But what happens when the size of data rises to big data proportions? Do the users still have the same agility as they had when analyzing smaller datasets?
Tableau users often report slowdowns when they connect directly to Hadoop and try to perform complex analysis on large volumes of data.
Why Tableau slows down
Tableau is designed to enable the Cycle of Visual Analysis: get data, view data, ask questions, get answers, repeat. This cycle becomes challenging on Hadoop. The main reason is that Tableau generates and executes a SQL statement for every interaction and on every visualization. As the size of data increases, direct queries from Tableau to Hadoop take very long to return – sometimes minutes and hours instead of seconds. Additionally, when the number of dimensions and cardinalities increase, it takes even longer to fetch query results.
From the user’s perspective, as the analysis deepens, they want to drill down, drill up, or drill across their data to get useful business insights. However, Tableau has to connect to Hadoop to fetch the results for each interaction. This leads to a lag in dashboard refreshes, and interactivity suffers. Though Tableau is the perfect tool to help business users visualize their data, it is not designed to handle big data analysis.
Optimize Tableau performance
Analysts and data experts have tried several approaches to maximize the performance of Tableau on Hadoop. They put in massive amounts of effort to tune their queries. Instead of pulling detailed reports, they make do with summary reports. Sometimes they reduce the size of their datasets to smaller subsets and then run queries on them instead of running them on the entire dataset. These approaches are restrictive and cannot meet the analytical needs of a growing business.
Another popular method is to pull data out of the big data platform in the form of extracts, and then make Tableau work on it. However, there are several scalability and performance limitations on the amount of data that can be processed this way. Also, this approach is resource-heavy and introduces latency as the data is not live.
Over the years, several enhancements have been made to Tableau to speed up big data analytics such as adding query optimizations capabilities, providing named connectors for Hadoop and other big data platforms, and many more. However, it is still difficult to match the speed at which the size of the data is growing.
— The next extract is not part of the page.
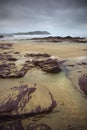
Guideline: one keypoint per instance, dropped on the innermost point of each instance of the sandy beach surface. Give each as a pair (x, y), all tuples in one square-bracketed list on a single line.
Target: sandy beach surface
[(71, 110)]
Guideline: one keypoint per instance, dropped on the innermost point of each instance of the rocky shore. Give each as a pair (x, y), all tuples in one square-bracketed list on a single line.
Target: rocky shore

Instant analytics on Hadoop
An innovative way to improve the performance of Tableau on Hadoop is to create a BI acceleration layer between the big data platform and Tableau that enables quick access to big data. Once this layer is in place, Tableau can connect to this layer instead of connecting directly to the big data platform.
This layer is built using OLAP on big data technology. In this approach, data is pre-aggregated using the processing and storage capacity of Hadoop. Once the OLAP cubes are ready, queries become incredibly light-weight, and response times are instant, even for the most complex queries. Tableau can connect to this layer using standard connectors. Another key advantage of this approach is that this layer is transparent to the end-users. They can continue using their Tableau interface for big data analytics and enjoy the same speed and interactivity as before, without limitations on the amount of data they can bring into their visualizations.
Tableau was initially developed to work on relational technologies. Therefore, it is unfair to expect it to deal with massive volumes of data on Hadoop. By creating a BI acceleration layer on Hadoop, you can quickly scale up and use Tableau’s compelling visualizations for analyzing big data with high performance and unlimited scalability.